According to Weill Cornell’s Wolchok, one reason for the slow progress is that pharma companies and academics spent too much time and money trying to develop new PD1s or to combine new agents with PD1s in hopes of finding an additive benefit.
“There's no reason why we need the number of PD1-blocking drugs that we have,” he said. “What if we [had] tried to uncover another foundational checkpoint rather than making additional copies of similar drugs?”
The checkpoint inhibitors tested after PD1 weren’t particularly effective on their own. Nonetheless companies pushed them into expensive combination trials, lured by the financial promise of finding the next immunotherapy.
“What we've learned is single agent activity is really important,” he said. “What we call IO-IO combinations, that is two checkpoints put together, have been really underwhelming.”
However, Allison argues, other checkpoint inhibitors haven't been evaluated correctly yet. “We’ve got to change the way we think about testing,” he added.
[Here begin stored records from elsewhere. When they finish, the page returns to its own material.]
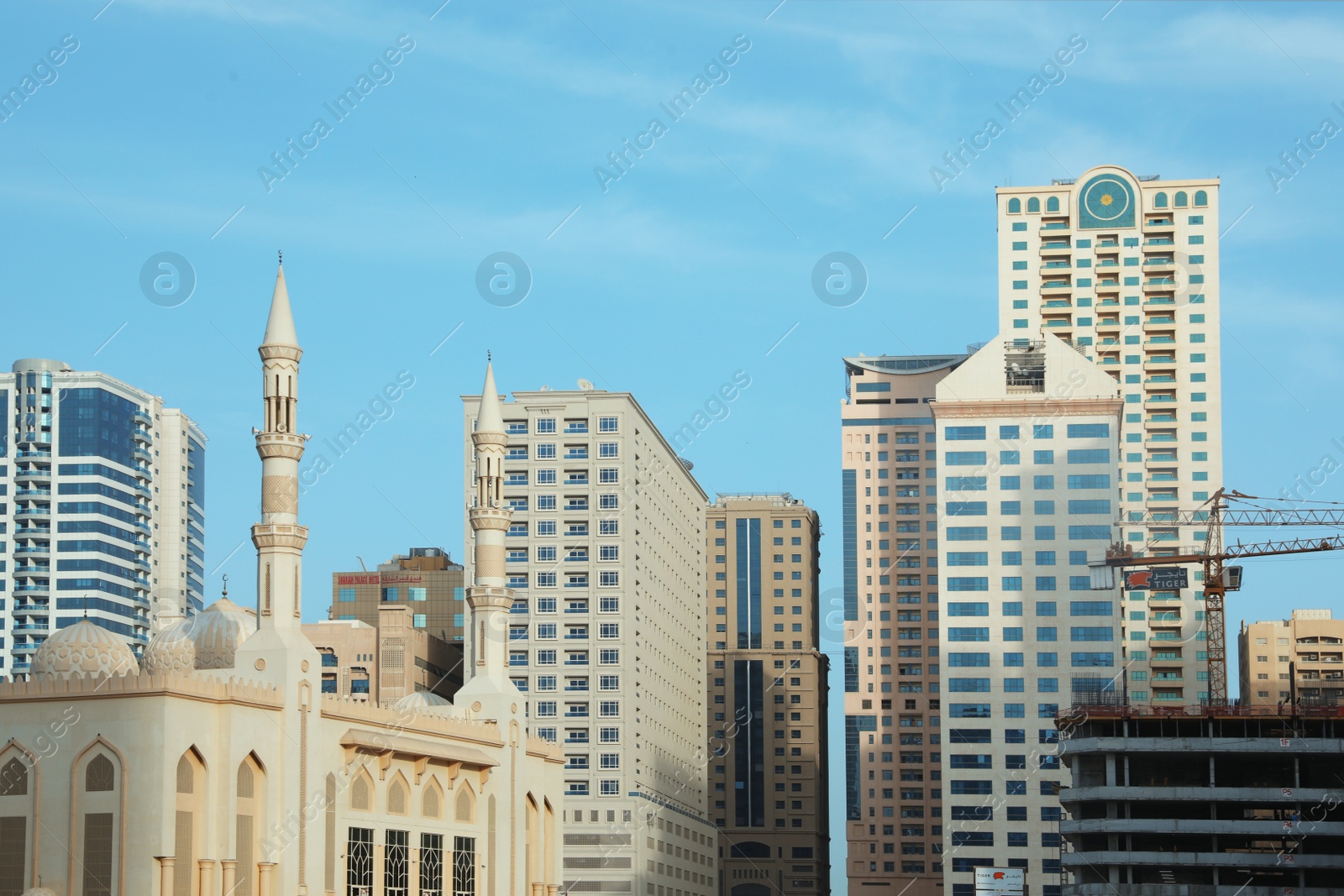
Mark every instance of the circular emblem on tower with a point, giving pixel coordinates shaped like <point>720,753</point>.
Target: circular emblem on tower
<point>1106,201</point>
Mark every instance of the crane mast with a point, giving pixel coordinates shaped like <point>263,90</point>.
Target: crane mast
<point>1216,513</point>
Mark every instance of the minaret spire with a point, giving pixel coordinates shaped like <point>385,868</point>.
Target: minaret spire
<point>279,537</point>
<point>490,597</point>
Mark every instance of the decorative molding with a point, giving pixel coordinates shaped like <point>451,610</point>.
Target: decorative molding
<point>1028,405</point>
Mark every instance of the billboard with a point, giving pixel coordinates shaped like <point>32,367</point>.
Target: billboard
<point>1158,579</point>
<point>999,882</point>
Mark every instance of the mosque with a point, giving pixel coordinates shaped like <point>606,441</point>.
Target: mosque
<point>217,765</point>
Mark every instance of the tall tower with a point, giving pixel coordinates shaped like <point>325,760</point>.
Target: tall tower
<point>490,597</point>
<point>1126,270</point>
<point>279,537</point>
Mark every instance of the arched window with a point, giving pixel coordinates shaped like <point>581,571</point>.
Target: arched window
<point>98,825</point>
<point>186,848</point>
<point>249,824</point>
<point>17,809</point>
<point>362,792</point>
<point>465,805</point>
<point>433,802</point>
<point>13,779</point>
<point>100,775</point>
<point>396,799</point>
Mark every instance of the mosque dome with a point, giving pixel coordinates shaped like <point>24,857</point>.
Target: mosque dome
<point>423,701</point>
<point>171,652</point>
<point>206,641</point>
<point>84,651</point>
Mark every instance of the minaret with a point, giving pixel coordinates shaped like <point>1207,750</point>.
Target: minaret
<point>279,537</point>
<point>490,597</point>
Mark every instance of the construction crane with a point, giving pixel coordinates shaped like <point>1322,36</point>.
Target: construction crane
<point>1220,579</point>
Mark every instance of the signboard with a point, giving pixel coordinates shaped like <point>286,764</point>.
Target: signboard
<point>1158,579</point>
<point>999,882</point>
<point>380,578</point>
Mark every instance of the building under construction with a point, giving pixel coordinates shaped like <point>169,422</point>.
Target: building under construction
<point>1203,801</point>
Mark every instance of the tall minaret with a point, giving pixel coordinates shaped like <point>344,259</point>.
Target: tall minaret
<point>279,537</point>
<point>490,595</point>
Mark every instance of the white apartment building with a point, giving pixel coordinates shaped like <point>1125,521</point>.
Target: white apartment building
<point>105,512</point>
<point>606,642</point>
<point>1126,270</point>
<point>1028,439</point>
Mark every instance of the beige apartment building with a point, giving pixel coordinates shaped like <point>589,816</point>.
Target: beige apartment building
<point>423,579</point>
<point>1310,644</point>
<point>604,557</point>
<point>1126,270</point>
<point>891,703</point>
<point>387,661</point>
<point>769,768</point>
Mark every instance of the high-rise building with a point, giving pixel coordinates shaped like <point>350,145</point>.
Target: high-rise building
<point>769,773</point>
<point>423,579</point>
<point>1126,270</point>
<point>600,539</point>
<point>891,703</point>
<point>108,506</point>
<point>386,661</point>
<point>1310,644</point>
<point>1028,434</point>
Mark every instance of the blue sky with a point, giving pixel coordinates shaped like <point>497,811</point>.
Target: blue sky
<point>690,266</point>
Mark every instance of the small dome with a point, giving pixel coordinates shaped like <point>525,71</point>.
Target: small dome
<point>206,641</point>
<point>84,651</point>
<point>421,700</point>
<point>218,631</point>
<point>171,652</point>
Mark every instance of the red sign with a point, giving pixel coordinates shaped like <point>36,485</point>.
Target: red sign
<point>1139,578</point>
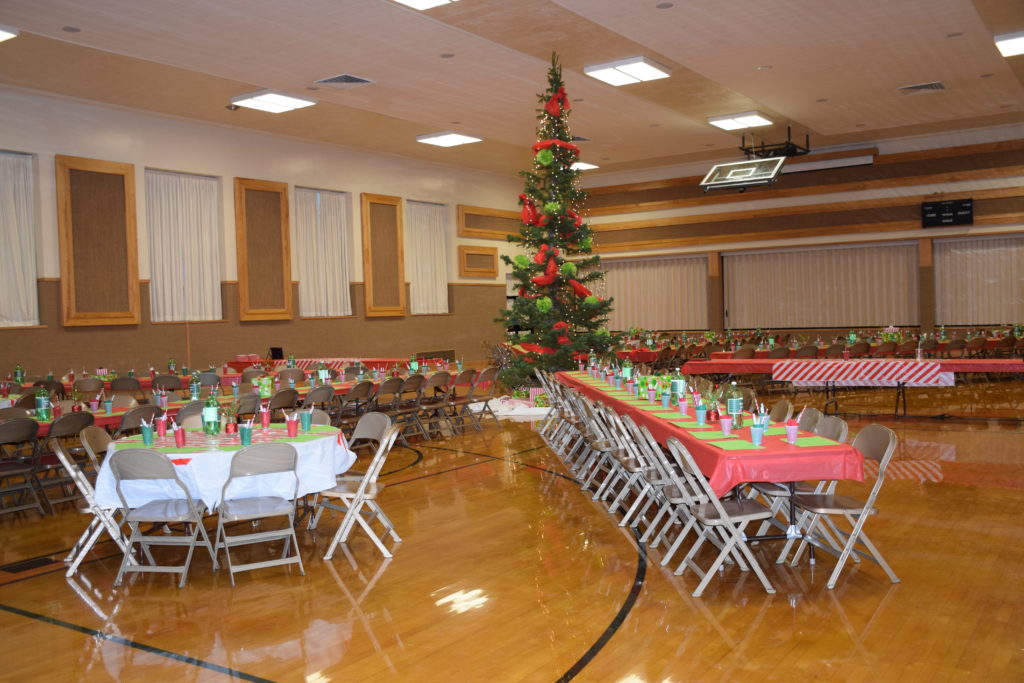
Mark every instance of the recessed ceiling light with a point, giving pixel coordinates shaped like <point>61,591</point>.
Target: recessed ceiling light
<point>424,4</point>
<point>626,72</point>
<point>448,138</point>
<point>1011,44</point>
<point>739,121</point>
<point>272,101</point>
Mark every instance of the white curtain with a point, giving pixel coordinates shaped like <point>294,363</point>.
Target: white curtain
<point>979,281</point>
<point>668,293</point>
<point>19,295</point>
<point>834,287</point>
<point>426,257</point>
<point>183,220</point>
<point>324,241</point>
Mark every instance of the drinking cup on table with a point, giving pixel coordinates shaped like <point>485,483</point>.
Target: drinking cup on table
<point>757,434</point>
<point>791,433</point>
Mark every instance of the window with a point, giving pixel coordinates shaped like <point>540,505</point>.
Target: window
<point>324,241</point>
<point>183,223</point>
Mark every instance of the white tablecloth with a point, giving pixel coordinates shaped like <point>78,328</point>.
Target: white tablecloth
<point>205,473</point>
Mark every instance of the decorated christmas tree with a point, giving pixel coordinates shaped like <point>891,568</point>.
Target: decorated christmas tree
<point>556,315</point>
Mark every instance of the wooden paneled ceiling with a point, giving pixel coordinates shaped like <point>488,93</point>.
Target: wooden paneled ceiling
<point>829,68</point>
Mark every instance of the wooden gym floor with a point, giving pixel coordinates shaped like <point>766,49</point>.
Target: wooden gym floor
<point>509,572</point>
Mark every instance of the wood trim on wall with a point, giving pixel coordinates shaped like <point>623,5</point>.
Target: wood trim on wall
<point>483,232</point>
<point>71,314</point>
<point>373,309</point>
<point>246,310</point>
<point>467,270</point>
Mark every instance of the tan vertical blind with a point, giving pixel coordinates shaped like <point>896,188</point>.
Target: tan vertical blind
<point>668,293</point>
<point>979,281</point>
<point>832,287</point>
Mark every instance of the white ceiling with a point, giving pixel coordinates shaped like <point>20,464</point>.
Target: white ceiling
<point>186,57</point>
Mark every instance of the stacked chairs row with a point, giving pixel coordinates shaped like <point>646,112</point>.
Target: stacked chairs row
<point>662,493</point>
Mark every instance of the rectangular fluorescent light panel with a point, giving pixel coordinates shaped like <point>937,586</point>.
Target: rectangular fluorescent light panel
<point>1011,44</point>
<point>274,102</point>
<point>739,121</point>
<point>446,139</point>
<point>629,71</point>
<point>424,4</point>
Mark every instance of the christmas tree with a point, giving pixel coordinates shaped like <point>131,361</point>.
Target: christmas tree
<point>556,314</point>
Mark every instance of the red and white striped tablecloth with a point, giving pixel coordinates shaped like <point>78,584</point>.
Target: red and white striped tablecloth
<point>876,373</point>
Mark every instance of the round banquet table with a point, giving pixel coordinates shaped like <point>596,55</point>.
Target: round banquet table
<point>203,465</point>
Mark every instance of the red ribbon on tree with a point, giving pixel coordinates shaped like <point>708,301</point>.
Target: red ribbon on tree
<point>558,103</point>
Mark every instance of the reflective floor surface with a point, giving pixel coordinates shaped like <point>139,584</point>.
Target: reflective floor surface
<point>507,571</point>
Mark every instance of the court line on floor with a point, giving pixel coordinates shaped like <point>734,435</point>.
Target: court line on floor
<point>233,673</point>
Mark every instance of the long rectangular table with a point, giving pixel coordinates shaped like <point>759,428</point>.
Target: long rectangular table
<point>728,462</point>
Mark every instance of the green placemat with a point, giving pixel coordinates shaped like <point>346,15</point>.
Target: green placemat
<point>814,440</point>
<point>736,444</point>
<point>712,435</point>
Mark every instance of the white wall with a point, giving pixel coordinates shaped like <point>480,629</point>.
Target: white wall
<point>45,125</point>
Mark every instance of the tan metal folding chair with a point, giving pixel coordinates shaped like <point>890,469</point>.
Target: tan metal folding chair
<point>261,459</point>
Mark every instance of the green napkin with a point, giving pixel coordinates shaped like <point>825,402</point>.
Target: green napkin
<point>737,444</point>
<point>814,440</point>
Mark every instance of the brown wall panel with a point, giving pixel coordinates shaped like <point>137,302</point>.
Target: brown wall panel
<point>468,330</point>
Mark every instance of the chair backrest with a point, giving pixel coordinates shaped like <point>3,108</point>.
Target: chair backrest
<point>95,439</point>
<point>262,459</point>
<point>125,384</point>
<point>288,374</point>
<point>321,394</point>
<point>372,426</point>
<point>171,382</point>
<point>53,387</point>
<point>834,427</point>
<point>284,398</point>
<point>807,351</point>
<point>13,412</point>
<point>781,411</point>
<point>70,424</point>
<point>18,432</point>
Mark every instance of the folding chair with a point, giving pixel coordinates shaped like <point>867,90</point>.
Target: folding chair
<point>138,464</point>
<point>729,518</point>
<point>876,442</point>
<point>262,459</point>
<point>102,520</point>
<point>358,499</point>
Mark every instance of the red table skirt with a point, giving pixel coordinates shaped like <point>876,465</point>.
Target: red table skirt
<point>778,461</point>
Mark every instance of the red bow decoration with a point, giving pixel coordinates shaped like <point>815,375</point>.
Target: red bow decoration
<point>558,103</point>
<point>580,290</point>
<point>544,144</point>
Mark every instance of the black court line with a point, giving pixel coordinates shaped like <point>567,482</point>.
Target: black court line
<point>620,617</point>
<point>233,673</point>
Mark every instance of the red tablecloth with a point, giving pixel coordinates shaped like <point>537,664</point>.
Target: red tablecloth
<point>777,461</point>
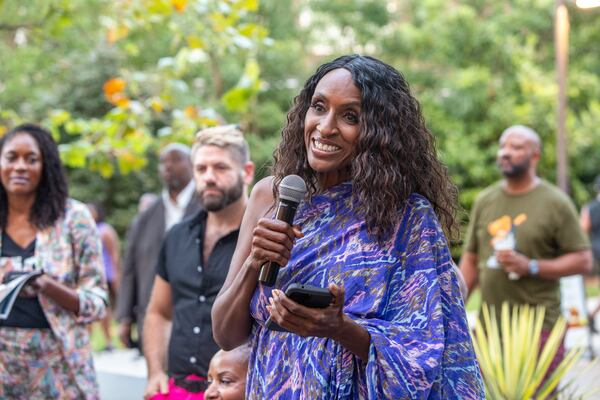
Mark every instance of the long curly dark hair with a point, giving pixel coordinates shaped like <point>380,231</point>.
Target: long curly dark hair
<point>395,153</point>
<point>52,192</point>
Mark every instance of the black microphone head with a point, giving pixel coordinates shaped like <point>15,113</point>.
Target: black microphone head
<point>292,188</point>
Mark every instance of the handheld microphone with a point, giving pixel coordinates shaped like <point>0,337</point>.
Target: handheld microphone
<point>292,190</point>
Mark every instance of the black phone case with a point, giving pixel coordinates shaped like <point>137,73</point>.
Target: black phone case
<point>308,296</point>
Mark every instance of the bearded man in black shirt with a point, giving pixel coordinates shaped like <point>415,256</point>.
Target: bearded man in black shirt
<point>192,266</point>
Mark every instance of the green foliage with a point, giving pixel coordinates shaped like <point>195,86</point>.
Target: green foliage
<point>508,349</point>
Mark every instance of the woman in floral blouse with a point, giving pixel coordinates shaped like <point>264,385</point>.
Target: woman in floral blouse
<point>44,345</point>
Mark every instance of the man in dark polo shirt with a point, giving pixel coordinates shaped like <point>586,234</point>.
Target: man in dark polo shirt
<point>523,235</point>
<point>192,266</point>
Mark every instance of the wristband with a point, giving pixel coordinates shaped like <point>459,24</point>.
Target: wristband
<point>534,267</point>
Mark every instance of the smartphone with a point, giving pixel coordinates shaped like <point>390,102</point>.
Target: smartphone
<point>308,296</point>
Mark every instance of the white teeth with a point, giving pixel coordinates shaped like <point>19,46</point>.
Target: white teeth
<point>324,147</point>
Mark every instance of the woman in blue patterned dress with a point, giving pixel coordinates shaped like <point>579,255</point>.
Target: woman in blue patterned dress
<point>369,231</point>
<point>45,351</point>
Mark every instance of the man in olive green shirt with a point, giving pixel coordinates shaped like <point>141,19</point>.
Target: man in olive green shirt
<point>524,233</point>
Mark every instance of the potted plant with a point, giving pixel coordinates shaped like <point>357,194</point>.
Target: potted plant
<point>508,349</point>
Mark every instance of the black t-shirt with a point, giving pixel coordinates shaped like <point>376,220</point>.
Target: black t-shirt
<point>27,311</point>
<point>194,288</point>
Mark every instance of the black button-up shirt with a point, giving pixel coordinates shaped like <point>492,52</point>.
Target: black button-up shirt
<point>194,287</point>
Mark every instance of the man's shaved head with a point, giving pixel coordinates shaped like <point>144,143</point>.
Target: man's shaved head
<point>525,132</point>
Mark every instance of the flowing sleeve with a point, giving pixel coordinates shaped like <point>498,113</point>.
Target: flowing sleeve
<point>420,343</point>
<point>87,256</point>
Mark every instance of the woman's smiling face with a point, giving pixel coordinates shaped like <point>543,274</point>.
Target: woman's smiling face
<point>331,126</point>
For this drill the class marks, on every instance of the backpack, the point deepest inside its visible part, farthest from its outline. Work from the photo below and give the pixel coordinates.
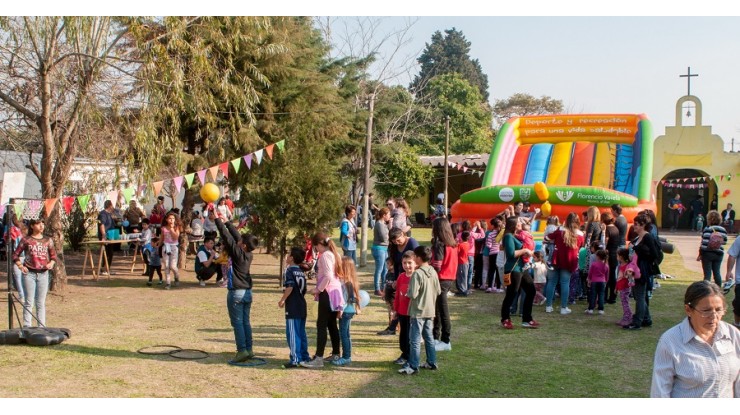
(716, 240)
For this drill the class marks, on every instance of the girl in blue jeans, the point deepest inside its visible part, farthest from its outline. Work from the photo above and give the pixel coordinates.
(380, 248)
(352, 306)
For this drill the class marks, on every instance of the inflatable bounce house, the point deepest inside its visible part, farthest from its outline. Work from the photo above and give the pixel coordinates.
(566, 163)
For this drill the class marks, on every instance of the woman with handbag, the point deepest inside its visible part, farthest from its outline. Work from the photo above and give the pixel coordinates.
(646, 248)
(514, 278)
(568, 241)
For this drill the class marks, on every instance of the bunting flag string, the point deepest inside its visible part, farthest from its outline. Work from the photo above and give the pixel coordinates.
(189, 179)
(33, 207)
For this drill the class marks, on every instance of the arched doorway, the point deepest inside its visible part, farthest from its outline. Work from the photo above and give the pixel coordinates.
(691, 192)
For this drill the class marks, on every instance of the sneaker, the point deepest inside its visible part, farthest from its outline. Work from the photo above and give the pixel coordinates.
(332, 358)
(441, 346)
(407, 370)
(430, 366)
(400, 361)
(314, 363)
(242, 356)
(341, 361)
(530, 324)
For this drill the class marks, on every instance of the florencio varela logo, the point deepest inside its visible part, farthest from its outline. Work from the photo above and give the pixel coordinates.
(564, 195)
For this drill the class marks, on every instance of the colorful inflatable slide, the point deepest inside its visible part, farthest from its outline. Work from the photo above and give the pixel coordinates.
(565, 163)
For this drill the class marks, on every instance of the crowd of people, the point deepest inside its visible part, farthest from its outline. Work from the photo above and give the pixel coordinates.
(590, 257)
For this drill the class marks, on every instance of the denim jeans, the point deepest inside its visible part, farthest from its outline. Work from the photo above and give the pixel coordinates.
(597, 291)
(18, 282)
(642, 309)
(461, 280)
(344, 325)
(421, 327)
(710, 264)
(380, 254)
(295, 331)
(36, 285)
(351, 253)
(239, 303)
(442, 323)
(554, 277)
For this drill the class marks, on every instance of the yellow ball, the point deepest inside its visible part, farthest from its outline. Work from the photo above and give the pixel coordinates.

His laboratory is currently working on iterative small trials that can help tease out the benefit of targeting other checkpoints. And he notes how some immune checkpoints don’t seem to emerge until tumor cells are first exposed to PD1- or CTLA4-blocking drugs
Bristol Myers still sees its immunotherapies as backbone treatments, but is extending the combination to emerging drug classes like precisely targeted radiotherapies and chemotherapies. “It really does start with harnessing your own immune system to fight cancer and that gives us the ability to have that durable, long-term survival impact,” said Adam Lenkowsky, Bristol Myers’ chief commercial officer.
Even so, disappointment has been felt throughout the field.
“Combination development naturally becomes very complicated,” said Loew, of Mural Oncology. “All of that work, in the end, didn't result in anything except with LAG3.”
Loew claims cancer immunotherapy research is following a fairly typical pattern, though. Generally, drug development occurs in 10-year cycles, she said, and in immunotherapy, “we’re about to see another evolution, another step change.”
Lonberg, who’s now an executive-in-residence at the venture capital firm Canaan Partners, is also optimistic. Still, he concedes investment may flow away from some biotechnology companies as the field evolves.
“The more sophisticated players are going to survive and thrive,” he said, “and there will be renewed interest in immunotherapy because of that.”